In the United States and United Kingdom, users will have a bit of choice when it comes to short-term offers potentially made available by AT&T, Sprint and T-Mobile US, or EE in the United Kingdom.

That is made possible because Apple embedded, and the carriers chose to support, a programmable SIM that could benefit iPad Air 2 users who do not want to enroll the device in any carrier’s shared data plan - and possibly some who are traveling outside their home market.

The owner can use a menu to select which service provider supplies the mobile connectivity.

That is something new, essentially a “connect on demand” feature best used by device owners who only sometimes need mobile access - as it seems designed to offer most value for users who need temporary access to mobile connectivity.

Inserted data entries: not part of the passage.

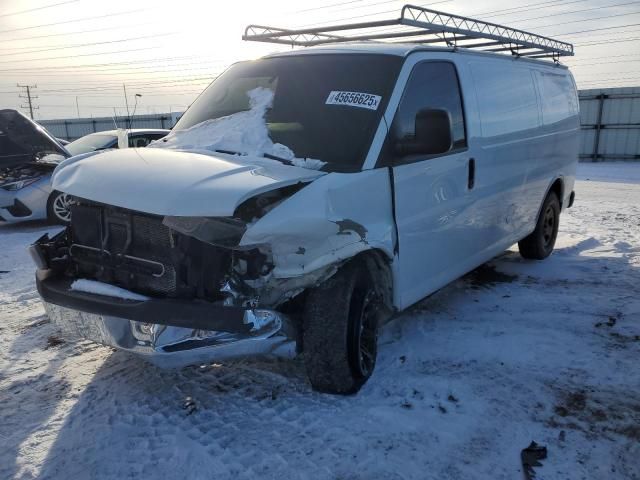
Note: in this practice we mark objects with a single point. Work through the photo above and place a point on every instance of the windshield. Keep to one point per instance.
(325, 107)
(91, 143)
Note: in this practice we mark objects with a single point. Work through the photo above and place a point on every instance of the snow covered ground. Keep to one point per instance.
(515, 351)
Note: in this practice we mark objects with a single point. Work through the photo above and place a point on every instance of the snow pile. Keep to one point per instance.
(99, 288)
(244, 132)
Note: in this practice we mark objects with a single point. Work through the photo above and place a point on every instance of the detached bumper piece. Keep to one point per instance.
(176, 313)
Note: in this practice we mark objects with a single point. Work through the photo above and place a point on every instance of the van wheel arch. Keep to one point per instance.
(556, 187)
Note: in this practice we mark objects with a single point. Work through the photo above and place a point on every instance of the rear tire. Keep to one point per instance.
(340, 335)
(58, 208)
(540, 243)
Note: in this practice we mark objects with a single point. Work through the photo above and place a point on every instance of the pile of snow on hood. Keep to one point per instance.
(244, 132)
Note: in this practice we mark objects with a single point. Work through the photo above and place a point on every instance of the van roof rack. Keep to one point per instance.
(424, 27)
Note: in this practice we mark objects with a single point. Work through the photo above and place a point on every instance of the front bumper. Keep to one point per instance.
(169, 333)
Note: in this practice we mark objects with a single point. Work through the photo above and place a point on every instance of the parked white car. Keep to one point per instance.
(29, 155)
(308, 196)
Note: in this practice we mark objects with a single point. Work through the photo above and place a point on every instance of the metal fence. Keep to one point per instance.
(73, 128)
(610, 121)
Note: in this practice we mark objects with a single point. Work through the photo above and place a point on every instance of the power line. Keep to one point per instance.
(62, 34)
(95, 17)
(80, 45)
(587, 19)
(328, 6)
(38, 8)
(578, 11)
(81, 55)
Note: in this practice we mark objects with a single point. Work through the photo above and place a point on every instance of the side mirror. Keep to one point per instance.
(433, 134)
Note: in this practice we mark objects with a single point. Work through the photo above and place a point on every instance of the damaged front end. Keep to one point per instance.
(149, 273)
(194, 299)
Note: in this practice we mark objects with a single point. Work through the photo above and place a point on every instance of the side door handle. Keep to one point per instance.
(471, 179)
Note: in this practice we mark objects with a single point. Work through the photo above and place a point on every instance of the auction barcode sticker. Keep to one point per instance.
(354, 99)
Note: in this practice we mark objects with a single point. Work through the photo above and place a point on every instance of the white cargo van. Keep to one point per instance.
(307, 196)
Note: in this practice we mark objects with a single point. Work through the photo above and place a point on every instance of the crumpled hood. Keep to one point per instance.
(175, 183)
(23, 141)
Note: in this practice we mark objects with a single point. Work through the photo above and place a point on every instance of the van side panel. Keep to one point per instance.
(561, 128)
(529, 122)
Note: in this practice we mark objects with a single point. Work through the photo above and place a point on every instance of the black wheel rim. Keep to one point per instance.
(549, 226)
(62, 207)
(364, 333)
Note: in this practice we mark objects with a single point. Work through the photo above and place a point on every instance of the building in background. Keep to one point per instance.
(610, 119)
(74, 128)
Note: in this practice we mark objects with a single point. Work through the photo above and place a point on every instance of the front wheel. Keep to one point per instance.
(59, 208)
(540, 243)
(341, 331)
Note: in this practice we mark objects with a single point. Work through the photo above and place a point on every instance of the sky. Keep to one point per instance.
(78, 53)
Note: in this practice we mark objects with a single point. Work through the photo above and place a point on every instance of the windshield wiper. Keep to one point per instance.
(229, 152)
(265, 155)
(279, 159)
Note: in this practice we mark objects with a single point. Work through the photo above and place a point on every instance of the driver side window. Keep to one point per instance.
(431, 86)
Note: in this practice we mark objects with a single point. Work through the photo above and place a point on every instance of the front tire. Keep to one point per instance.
(59, 208)
(341, 331)
(541, 242)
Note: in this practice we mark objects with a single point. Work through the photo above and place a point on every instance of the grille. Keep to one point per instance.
(126, 248)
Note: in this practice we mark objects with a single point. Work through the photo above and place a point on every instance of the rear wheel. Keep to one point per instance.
(540, 243)
(59, 208)
(341, 331)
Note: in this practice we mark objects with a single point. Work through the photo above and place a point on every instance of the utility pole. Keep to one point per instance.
(29, 98)
(126, 102)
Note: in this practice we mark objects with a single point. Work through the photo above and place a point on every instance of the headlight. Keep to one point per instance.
(13, 186)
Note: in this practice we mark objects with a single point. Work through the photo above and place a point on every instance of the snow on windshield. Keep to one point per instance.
(243, 132)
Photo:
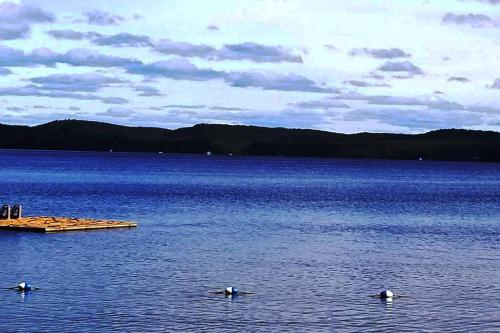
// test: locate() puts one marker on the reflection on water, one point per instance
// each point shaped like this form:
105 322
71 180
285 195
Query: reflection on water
312 237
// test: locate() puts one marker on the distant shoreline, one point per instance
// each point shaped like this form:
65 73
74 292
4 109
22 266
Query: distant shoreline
88 136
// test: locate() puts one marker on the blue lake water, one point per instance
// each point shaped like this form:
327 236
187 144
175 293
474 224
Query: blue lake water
313 238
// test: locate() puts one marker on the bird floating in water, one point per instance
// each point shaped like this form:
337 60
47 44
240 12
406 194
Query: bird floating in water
232 291
387 295
24 287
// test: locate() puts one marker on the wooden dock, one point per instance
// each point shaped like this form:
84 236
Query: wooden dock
58 224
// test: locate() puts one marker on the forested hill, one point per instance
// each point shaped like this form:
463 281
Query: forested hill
450 144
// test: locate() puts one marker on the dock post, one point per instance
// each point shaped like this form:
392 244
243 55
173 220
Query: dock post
5 212
16 212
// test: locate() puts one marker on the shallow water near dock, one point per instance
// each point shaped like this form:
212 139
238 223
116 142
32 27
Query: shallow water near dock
313 238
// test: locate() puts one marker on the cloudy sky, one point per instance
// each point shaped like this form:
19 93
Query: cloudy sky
338 65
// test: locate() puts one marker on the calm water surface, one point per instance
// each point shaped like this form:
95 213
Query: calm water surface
312 237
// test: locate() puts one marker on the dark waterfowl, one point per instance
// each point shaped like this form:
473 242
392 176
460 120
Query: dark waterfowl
24 287
232 291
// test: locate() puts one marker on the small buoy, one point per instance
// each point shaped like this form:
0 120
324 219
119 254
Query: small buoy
386 294
23 286
231 291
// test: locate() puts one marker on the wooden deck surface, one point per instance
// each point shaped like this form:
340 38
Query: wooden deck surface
55 224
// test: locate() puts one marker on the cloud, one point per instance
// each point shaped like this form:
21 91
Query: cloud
458 79
32 90
226 108
114 100
176 69
257 53
243 51
364 84
473 20
183 49
331 47
147 91
380 53
117 112
403 66
182 69
274 81
102 18
5 71
495 84
416 119
72 34
46 57
88 82
430 102
184 106
16 19
123 39
15 108
321 104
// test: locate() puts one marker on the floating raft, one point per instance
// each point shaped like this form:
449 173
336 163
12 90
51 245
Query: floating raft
57 224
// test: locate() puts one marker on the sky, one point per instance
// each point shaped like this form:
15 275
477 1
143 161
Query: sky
338 65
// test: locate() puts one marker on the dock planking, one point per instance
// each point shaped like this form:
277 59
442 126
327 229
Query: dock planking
59 224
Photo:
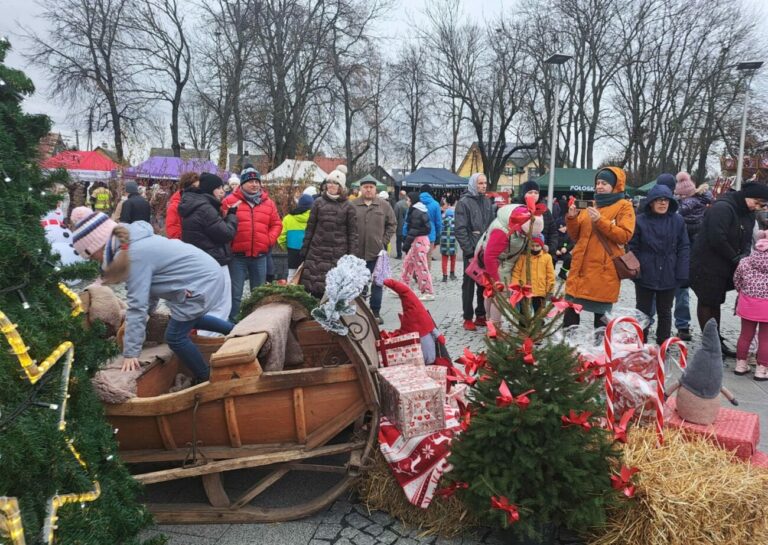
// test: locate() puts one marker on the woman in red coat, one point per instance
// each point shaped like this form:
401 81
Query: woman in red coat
258 226
172 217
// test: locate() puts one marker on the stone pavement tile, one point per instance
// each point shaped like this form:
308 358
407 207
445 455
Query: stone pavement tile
285 533
328 531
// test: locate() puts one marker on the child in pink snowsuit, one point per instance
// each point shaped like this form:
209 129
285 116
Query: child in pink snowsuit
417 247
751 281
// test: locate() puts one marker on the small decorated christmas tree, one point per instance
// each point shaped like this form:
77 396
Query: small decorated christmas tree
61 479
533 453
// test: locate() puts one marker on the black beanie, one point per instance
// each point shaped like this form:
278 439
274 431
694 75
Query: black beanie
606 176
209 182
755 191
529 186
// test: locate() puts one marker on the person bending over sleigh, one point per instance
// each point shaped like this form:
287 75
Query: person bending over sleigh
154 267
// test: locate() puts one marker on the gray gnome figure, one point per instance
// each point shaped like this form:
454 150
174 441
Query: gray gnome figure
702 381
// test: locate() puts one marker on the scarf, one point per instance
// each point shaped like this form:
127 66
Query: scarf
607 199
254 199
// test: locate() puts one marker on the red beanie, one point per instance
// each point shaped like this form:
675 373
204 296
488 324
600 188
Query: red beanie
414 317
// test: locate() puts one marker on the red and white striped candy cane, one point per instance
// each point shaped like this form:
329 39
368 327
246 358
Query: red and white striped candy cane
607 345
661 379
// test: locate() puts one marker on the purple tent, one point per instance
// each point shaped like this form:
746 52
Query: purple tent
171 168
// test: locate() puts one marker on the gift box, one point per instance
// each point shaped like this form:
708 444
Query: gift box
738 431
411 400
400 350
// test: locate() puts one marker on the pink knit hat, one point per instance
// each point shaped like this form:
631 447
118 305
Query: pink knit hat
685 186
91 230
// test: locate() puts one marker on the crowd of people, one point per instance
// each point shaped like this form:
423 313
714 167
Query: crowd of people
219 235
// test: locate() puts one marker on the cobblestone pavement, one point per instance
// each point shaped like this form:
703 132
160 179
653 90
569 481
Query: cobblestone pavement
349 523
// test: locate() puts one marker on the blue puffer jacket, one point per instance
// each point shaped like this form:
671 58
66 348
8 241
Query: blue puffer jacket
435 215
661 244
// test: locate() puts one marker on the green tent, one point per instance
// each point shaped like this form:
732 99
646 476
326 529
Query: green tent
368 178
569 180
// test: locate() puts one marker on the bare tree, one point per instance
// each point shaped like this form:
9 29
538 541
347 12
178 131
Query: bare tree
160 46
84 53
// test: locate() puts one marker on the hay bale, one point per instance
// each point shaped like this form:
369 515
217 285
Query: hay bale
378 490
688 491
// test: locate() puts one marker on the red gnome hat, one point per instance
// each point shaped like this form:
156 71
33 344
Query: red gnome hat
414 317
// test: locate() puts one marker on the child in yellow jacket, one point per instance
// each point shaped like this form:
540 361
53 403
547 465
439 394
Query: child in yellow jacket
542 280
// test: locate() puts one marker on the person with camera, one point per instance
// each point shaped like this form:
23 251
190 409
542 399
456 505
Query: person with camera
599 231
661 245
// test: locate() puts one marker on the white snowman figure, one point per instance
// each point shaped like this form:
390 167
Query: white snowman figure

The new SIM is essentially a “software-based” technology, eliminating the need for manually inserting a physical SIM to activate service from a particular carrier.

The new SIM sits in the same slot as a regular nano-sim and can be swapped out. That means a traveling user will be easily able to buy temporary or short-term access from a local mobile phone network without having to pre-order a new SIM or purchase one in a shop on arrival.

That will mean users will not have to know whether their devices are unlocked, for example.

For the moment, at least some major mobile service providers think the risk to their business models is justified, as the new feature likely will grow sales of short-term service plans by roaming iPad owners.

The bigger issue is how service providers might react if Apple proposed adding a software-based SIM to its iPhones.

That might pose bigger issues. Much depends on how Apple would position the feature, and how mobile partners assess the danger of cannibalization and the opportunity of boosting roaming or short-term access revenue.

Also, much would depend on the actual retail tariffs most mobile service providers offer. Generally speaking, a long-term plan is better for most consumers.

Neither Apple nor the tier-one service providers are dumb. Each will have thought about balancing potential gain and potential pushback.

For the moment, no matter the service provider, it still will make most sense for an iPad Air 2 owner to buy a long-term plan for mobile Internet access, if that is something routinely required.

The obvious value is when users are roaming, or need mobile access for a short time.

Mobile service providers not only hope the ease of activation will encourage more sampling of mobile connectivity for the iPad Air 2, which could lead to a long-term subscription, but also hope to see an increase in sales of roaming service.